Jimmy Toney, the 45-year-old pastor of The Pentecostals of Gainesville, leads a vigil for the victims of the I-75 accident last Thursday. People filled the church Sunday evening to support the families of the victims and pray for their recovery. “They’ve been stuck in hospitals with doom and gloom and death,” Toney said. “I just think it meant the world.” // Chris Day, The Alligator

Pastor Jimmy Toney hasn’t left the injured victims of a crash on Interstate 75 alone.

“It was sad, but at the same time humbling and an honor to be able to serve somebody when they’re at their weakest and lowest point,” said Toney, of the Pentecostals of Gainesville, about the victims of the crash.
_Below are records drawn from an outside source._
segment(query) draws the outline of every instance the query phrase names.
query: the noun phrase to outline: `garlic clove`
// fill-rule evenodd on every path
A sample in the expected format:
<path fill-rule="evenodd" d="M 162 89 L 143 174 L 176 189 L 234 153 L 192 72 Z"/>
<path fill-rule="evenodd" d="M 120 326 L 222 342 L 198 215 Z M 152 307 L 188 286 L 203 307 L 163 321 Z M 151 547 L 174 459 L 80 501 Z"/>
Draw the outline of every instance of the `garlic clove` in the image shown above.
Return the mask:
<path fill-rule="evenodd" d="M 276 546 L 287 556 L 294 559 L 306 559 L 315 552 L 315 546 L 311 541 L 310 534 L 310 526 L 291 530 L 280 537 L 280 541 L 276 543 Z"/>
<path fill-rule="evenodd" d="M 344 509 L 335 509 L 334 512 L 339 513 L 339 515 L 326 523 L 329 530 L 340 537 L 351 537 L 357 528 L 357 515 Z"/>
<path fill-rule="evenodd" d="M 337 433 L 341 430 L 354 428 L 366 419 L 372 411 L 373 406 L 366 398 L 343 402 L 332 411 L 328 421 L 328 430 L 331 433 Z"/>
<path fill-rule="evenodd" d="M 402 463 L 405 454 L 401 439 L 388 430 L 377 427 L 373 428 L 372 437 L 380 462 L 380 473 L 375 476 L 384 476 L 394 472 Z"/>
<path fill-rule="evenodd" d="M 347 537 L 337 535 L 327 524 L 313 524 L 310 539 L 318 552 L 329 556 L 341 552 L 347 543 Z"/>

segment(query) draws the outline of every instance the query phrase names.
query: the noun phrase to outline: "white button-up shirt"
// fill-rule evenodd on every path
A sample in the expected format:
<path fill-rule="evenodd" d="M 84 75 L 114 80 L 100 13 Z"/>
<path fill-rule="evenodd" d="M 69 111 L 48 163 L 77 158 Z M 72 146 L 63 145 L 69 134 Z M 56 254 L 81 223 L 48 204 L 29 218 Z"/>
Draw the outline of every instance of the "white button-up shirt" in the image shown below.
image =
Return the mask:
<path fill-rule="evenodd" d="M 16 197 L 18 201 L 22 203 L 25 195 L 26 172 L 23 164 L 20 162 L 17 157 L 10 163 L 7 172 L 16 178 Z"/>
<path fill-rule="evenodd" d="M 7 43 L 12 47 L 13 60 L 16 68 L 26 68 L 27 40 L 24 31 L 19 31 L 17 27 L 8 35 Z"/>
On Sunday night, about 400 people came to the church’s vigil to honor the seven people, including five children from Louisiana who were on their way to Walt Disney World, who died in a fiery crash on I-75 Thursday.

Families of the victims sat in the front row. Sounds of sniffling and crying could be heard throughout the service as people prayed.

During the service, Toney announced that the church will pay for the burial plots of the five children who died. He also thanked the first responders, doctors and nurses who worked with the injured.

He also bought Chance Bernard, 9, who was among the eight injured, a plane ticket home so he wouldn’t have to travel back in a vehicle.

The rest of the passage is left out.